Düğün alanında yaşanan karmaşa, yerini kısa sürede aile arası bir atışmaya çevirdi. Davetliler söylenerek kalktığında geriye Arabell, Zayn ve Perrie'nin aileleri kaldı. 

"Buna inanamıyorum!" dedi Jason. "İkisinin aynı anda ortadan kaybolmuş olması akıl karı değil." Hannah'ın siniri gözle görülür dereceydi. Liam kolunu tutuyor, onu sakinleşmesi için yatıştırıyordu. "Oğlun bunun hesabını verecek Yaser." diye kükredi Perrie'nin annesi. Perrie'nin ne halde olduğu halde bir fikrim yoktu. "Benim kızımı nikah masasında bırakmak ne demek hesabını verecek!" Bağırmayı kesmesi gerekiyordu. Zira o tiz ve kulak tırmalsyıcı sesinin bendeki etkilerini ona göstermekten çekinmezdim.

"Zayn ve Arabell." dedi Bernard amca. "Kaçtılar." İşte sonunda durumu idrak edebilen biri! "Bu nasıl olur!" diye bağırdı Jason ve elini saçına atıp çekiştirdi. Liam'ın artık tutamadığı Hannah patlak verdi en sonunda. "Hiç fark edemedin değil mi geri zekalı? Onların birbirlerine olan bakışlarını, hareketlerini." Etraftaki insanlara baktı. "Uyanın millet uyanın! Siz onları kardeş diye görürken onlar sizden gizli aşk yaşıyorlardı." Gülümsedim. Hannah'ın bu cesareti hoşuma gidiyordu. 

"Ne düşünüyorsun?" Yanımdan gelen sesle bakışlarımı sağ tarafıma çevirdim. Kıvırcık ve yeşil gözlü biri bana bakıyordu. "Aile arası dram." dedim gülerek. "Oldukça cesaretli çıktılar." dedi. "Yani Zayn ve Arabell." Elini bana uzattı. "Harry." Gülümseyip elini tuttum. "Rosemary. Arabell'in kuzeniyim." Gülümsedi. 

Bu gün, iyi giden bir şeyler sanırım hala vardı.

Arabell. 

"Buzdolabı dolu, bu da aç kalmayacağımız anlamına geliyor." dedi yanıma otururken.
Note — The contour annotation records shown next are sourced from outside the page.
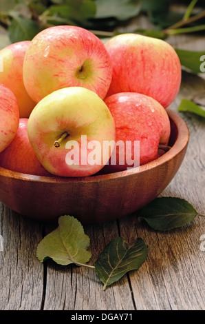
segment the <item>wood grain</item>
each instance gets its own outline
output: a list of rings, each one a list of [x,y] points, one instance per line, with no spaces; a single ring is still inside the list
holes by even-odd
[[[204,49],[204,37],[173,37],[170,41],[180,48]],[[176,110],[182,97],[188,99],[202,89],[204,80],[184,73],[171,108]],[[162,195],[184,198],[204,214],[205,120],[191,113],[180,114],[188,126],[190,142],[180,170]],[[200,250],[204,217],[198,216],[183,228],[160,232],[139,223],[137,216],[85,227],[91,239],[91,264],[119,235],[130,243],[142,237],[148,247],[142,266],[103,292],[92,269],[37,261],[37,244],[56,223],[35,222],[0,204],[0,310],[204,310],[205,252]]]

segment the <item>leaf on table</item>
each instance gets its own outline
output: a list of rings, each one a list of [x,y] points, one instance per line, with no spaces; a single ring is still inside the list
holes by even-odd
[[[141,11],[141,4],[130,0],[96,0],[96,19],[114,17],[127,20],[137,16]]]
[[[144,220],[153,230],[166,231],[188,224],[197,212],[186,200],[175,197],[160,197],[140,210],[138,220]]]
[[[12,23],[8,28],[8,33],[12,43],[21,41],[31,41],[41,29],[34,21],[21,17],[17,12],[12,12]]]
[[[177,108],[179,112],[189,112],[205,118],[205,110],[198,105],[186,99],[181,101],[181,103]]]
[[[187,68],[195,73],[200,73],[202,70],[201,57],[205,55],[205,50],[199,52],[194,52],[191,50],[184,50],[175,48],[181,65],[184,68]],[[203,64],[203,63],[202,63]]]
[[[95,263],[95,270],[106,287],[119,280],[127,272],[138,269],[146,260],[147,248],[138,238],[133,245],[122,237],[114,239]]]
[[[74,217],[65,215],[59,217],[58,225],[39,243],[36,250],[39,261],[49,257],[62,265],[82,265],[88,262],[91,256],[87,250],[90,241],[81,223]]]

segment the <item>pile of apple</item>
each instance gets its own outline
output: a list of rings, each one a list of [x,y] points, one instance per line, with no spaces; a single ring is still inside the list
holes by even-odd
[[[166,108],[178,92],[181,65],[166,42],[125,34],[104,44],[82,28],[55,26],[3,48],[0,59],[1,167],[84,176],[133,166],[126,150],[120,161],[116,143],[131,143],[133,161],[140,141],[140,165],[168,144]],[[105,142],[114,143],[106,159]]]

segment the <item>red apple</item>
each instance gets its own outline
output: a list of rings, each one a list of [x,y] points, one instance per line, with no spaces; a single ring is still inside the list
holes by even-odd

O'nu son derece yakışıklı gösteren damatlıktan kurtulmuş, üstüne Niall'ın gardırobundan bir şeyler geçirmişti. Bende elbisemi çıkarıp saçlarımı topladım. Zayn'in bu çantayı ve içindekileri düşünmesi son derece iyi bir şey olmuştu.

"Klasik Niall." dedim dizine yatarken. "Dolabı asla boş kalmaz." Güldü. "Şimdi bizimkilerin halini düşünüyorum da.. Huh." Güldüm. "Birbirlerine girmiş olabilirler. Perrie'nin annesi seninkilere çıkışıyordur." Büyük bir kahkaha attı. Sonra yüzüme doğru eğildi. "Onlar birbirlerini yesinler, ben de seni." Dudağını dudağıma bastırıp sömürürcesine öpmeye başladı. Omuzlarından tutup O'nu geriye ittim. Doğrulurken mızmızlandım. "Zayn!" "Arabell." dedi bana yaklaşırken. Bir yandan da sırıtmayı ihmal etmiyordu. "Zayn, lütfen." "Sadece öpeceğim, Arabell." Ellerimi belime koydum. "Sadece öpebileceğinin garantisini vermen gerek." Sesli bir şekilde güldü ve üzerime gelmeye başladı. Beni, koltuk ve kendi arasında sıkıştırdığında fısıldadı. "Sana," dedi ve yanağıma tüy kadar hafif bir öpücük kondurdu. "Bir çok şeyin garantisini verebilirim, sevgilim." Parmakları tişörtümün açık bıraktığı kolumdan aşağı inmeye, beni tahrik etmeye başladı. Dudağımı ısırdım.

"Mesela, seni hep seveceğimin, son nefesimi verene kadar benim olacağının garantisini verebilirim." Sıcak dudaklarını alnıma bastırdı. "Ve emin ol, çekinmem." Kollarımı boynuna dolayıp, O'nu bacaklarımın arasına çektim. "Büyük bir iyilik yapmış olmam gerek." diye fısıldadım. Gülüp kaşlarını çattı. "Ne?" Dudaklarımı dudaklarına bastırıp çektim ve gözlerine baktım.

 "Tanrı seni bana verdiğine göre, O'na büyük bir iyilik yapmış olmalıyım."